Mr. Brown, the chancellor of the Exchequer, who is set to succeed Prime Minister Tony Blair at the end of the month, outlined his objections on a visit to Iraq, but pledged to learn from Britain’s mistakes in the war-torn country.
“The wrong time to even consider an inquiry is when you have got to give all your effort to supporting the troops on the ground,” Mr. Brown told Sky News from Baghdad, while not ruling out a probe at a later date.
“There are times to consider these things, but the right thing to do at the moment is to give the full support and the full force of government behind the troops on the ground,” Mr. Brown said.

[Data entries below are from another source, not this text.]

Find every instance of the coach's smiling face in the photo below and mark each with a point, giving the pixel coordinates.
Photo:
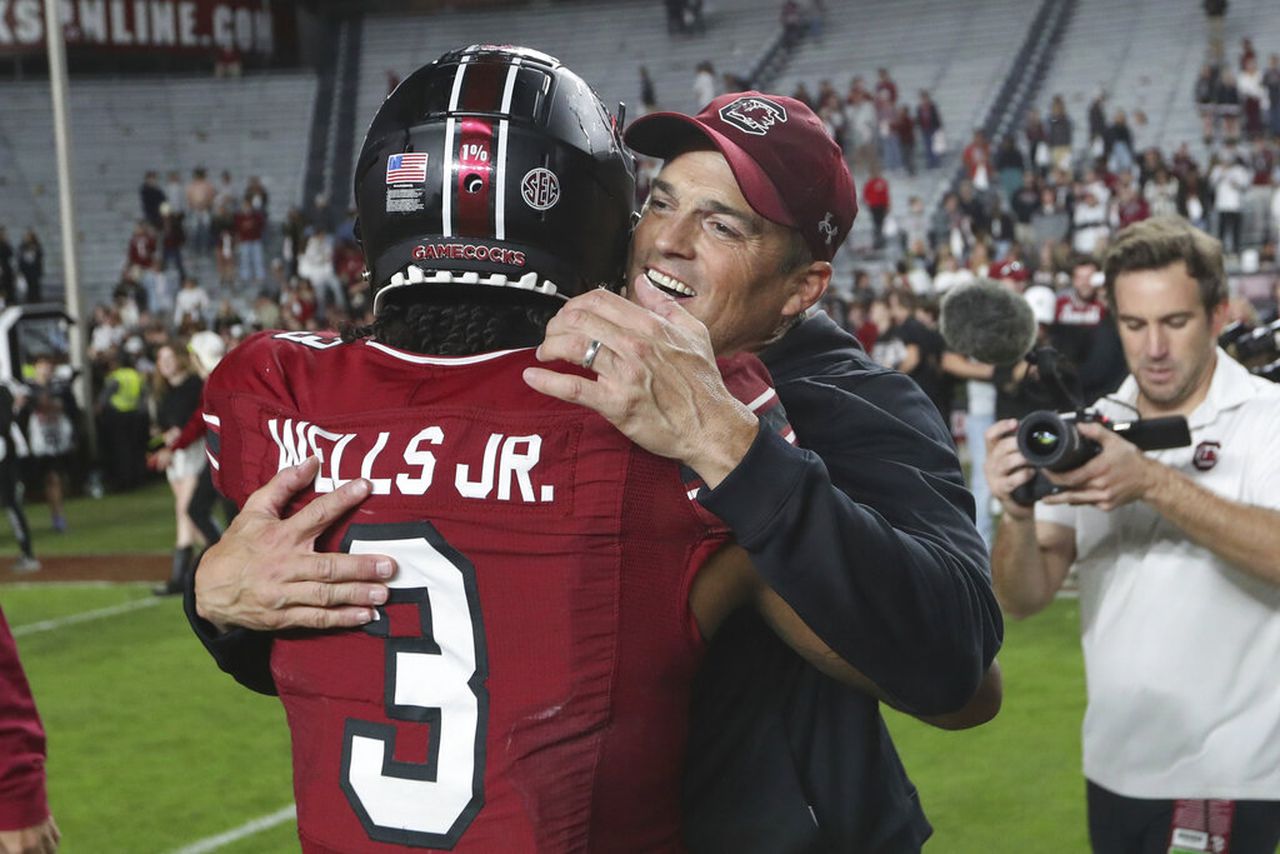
(699, 242)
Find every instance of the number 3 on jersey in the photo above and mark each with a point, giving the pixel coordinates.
(435, 677)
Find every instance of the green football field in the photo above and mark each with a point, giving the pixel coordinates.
(152, 749)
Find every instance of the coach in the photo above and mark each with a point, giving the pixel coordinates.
(867, 533)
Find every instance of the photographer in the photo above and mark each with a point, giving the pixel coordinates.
(1179, 566)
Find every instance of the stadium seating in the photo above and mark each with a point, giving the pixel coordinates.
(124, 127)
(915, 40)
(606, 42)
(1146, 54)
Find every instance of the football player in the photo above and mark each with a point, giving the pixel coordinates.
(526, 683)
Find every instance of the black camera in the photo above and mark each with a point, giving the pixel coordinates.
(1050, 441)
(1270, 371)
(1261, 343)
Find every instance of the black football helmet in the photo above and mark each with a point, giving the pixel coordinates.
(494, 165)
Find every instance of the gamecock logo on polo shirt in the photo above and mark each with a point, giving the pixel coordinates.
(1206, 455)
(754, 115)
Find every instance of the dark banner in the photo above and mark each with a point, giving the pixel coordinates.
(245, 27)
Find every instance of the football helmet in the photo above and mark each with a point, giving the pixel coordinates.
(494, 165)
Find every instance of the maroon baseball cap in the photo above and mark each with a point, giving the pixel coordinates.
(787, 167)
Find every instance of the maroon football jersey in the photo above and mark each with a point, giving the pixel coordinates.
(526, 686)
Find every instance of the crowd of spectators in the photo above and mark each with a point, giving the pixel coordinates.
(297, 272)
(876, 127)
(22, 268)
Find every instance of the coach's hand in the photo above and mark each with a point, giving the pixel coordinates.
(265, 574)
(41, 839)
(656, 378)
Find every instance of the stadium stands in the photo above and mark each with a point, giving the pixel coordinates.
(606, 42)
(124, 127)
(917, 41)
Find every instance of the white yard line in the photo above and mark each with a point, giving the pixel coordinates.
(33, 585)
(236, 834)
(49, 625)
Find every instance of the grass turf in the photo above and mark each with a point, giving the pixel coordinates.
(128, 523)
(151, 748)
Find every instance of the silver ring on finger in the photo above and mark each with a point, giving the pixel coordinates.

William Hague, the foreign-affairs spokesman for the main opposition Conservative Party, rejected this as he asked the House of Commons to back an investigative hearing with the power to summon officials and military commanders for questioning.
That motion was defeated in the Commons, though with a smaller majority than the government holds in parliament. Some 288 lawmakers voted against the proposal for an inquiry, against 253 who voted for it.
The ruling Labor Party’s parliamentary majority is 66.
In October, the government defeated an opposition motion demanding a similar inquiry.
“It is not true that our troops would be demoralized or our enemies would take heart if we took the trouble to find out what has gone wrong,” Mr. Hague told lawmakers.
“In a democratic society, the examination of successes and failures is a sign of strength, not of weakness,” he said.
Mr. Brown earlier said in Baghdad, his first trip to the Iraqi capital since being appointed Mr. Blair’s successor, that he thought it was “important to learn all the lessons, just as Mr. Blair has said he acted in good faith but mistakes were made.”
He told reporters that his visit was an attempt to get a first-hand report of the situation on the ground, “very much an assessment more than anything else, a fact-finding trip,” the British Broadcasting Corp. quoted him as saying.
The government has pledged to withdraw this year about 1,600 troops from a force of 7,100 deployed in Iraq. Some 150 British troops have been killed in Iraq since the March 2003 U.S.-led invasion.